Neil Hudson
Main Page: Neil Hudson (Conservative - Epping Forest)(2 years, 11 months ago)
Commons ChamberThe hon. Lady perhaps needs to let me make some of my points. She keeps asking me, but I am genuinely trying to get there.
I am grateful to the hon. Member for Manchester, Withington (Jeff Smith) for bringing forward this important debate. He spoke with power and passion about a very important issue. I want to touch on the comments that my hon. Friend the Member for South Ribble (Katherine Fletcher) made about the difficulties in decision making for clinicians on the frontline.
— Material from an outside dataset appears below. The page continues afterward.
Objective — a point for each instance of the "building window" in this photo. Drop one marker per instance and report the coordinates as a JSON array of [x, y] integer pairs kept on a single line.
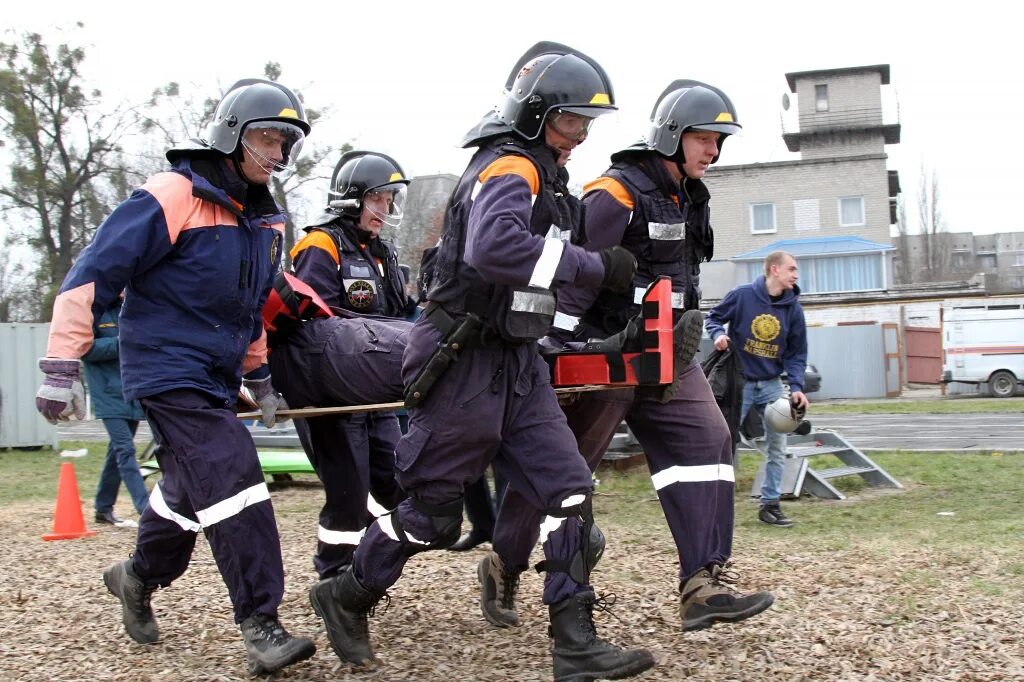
[[762, 218], [851, 211], [806, 214], [820, 97]]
I speak as a veterinary surgeon, cognisant of the difficulties in making rational, evidence-based decisions in our profession when we are looking at licensed products for the species we are treating and having to make tough decisions about when we go off-licence. I am very sympathetic to my colleagues in the medical profession wanting a large evidence base to make them feel comfortable about making those decisions. Does my hon. Friend agree that it is welcome that NICE has made some recommendations about some trials that can take place and that there are trials under way? That will try to help us improve and increase the evidence base to help clinicians on the frontline make rational decisions.
My hon. Friend anticipates a couple of points I was about to make. I am talking not just about the individual who is prescribing, but about the medical system. There are rightly in our wonderful NHS medically qualified people engaged in lots of layers—my hon. Friend the Member for Gedling (Tom Randall) talks about bureaucracy—but they are people who have taken the Hippocratic oath. That is not just the person on the one-to-one with patients; it goes all the way through the system, and that is what I am worried about, basically.
My hon. Friend raises a very good point. I would add that perhaps the reason why GPs are not forthcoming when it comes to working with specialist doctors is that they want to prescribe medicines that they know have been rigorously tested and to be aware of the possible side effects. We have to be aware that GPs take an oath, as my hon. Friend the Member for South Ribble (Katherine Fletcher) said, and part of that oath is that they will not do anything that will damage a patient. If a GP cannot be sure of the side effects or sure that drugs have not been rigorously tested with clinical evidence, they will be less inclined to offer those drugs.
There has been a lot of commonality today in the quest for increased knowledge about what is going on and for improving the evidence base, but also for the confidence of practitioners in being able to prescribe. Does my hon. Friend agree that it would unite us across the House if there were a renewed impetus from the Government to increase the information for medical practitioners about what can be done, so more of them can be confident in doing it, as well as a renewed impetus for the funding for research trials? That would give us a common momentum towards what we are all hoping to achieve.
I thank my hon. Friend for his points. I have now forgotten his first point—I apologise for that—but I will come on later to clinical trials and the funding for them. Could he repeat his first point?
It was about renewed impetus from the Government to improve the outreach of information to medical practitioners so that more of them are aware of the licensed products, their capabilities and the clinical indications. As a veterinary surgeon, I feel very sympathetic to my colleagues in the medical profession, who want to be able to treat their patients with the best evidence base and the best information possible. Ministers could renew the impetus for more information for practitioners, as well as more funding for research. Those were my first and second points.
I thank my hon. Friend so much. I just want to reiterate that the chief pharmaceutical officer recently issued a reminder to clinical commissioning groups and NHS trusts in England, highlighting the fact that cannabis-based drugs are available. What my hon. Friend is suggesting is that GPs need to be given even more regular information.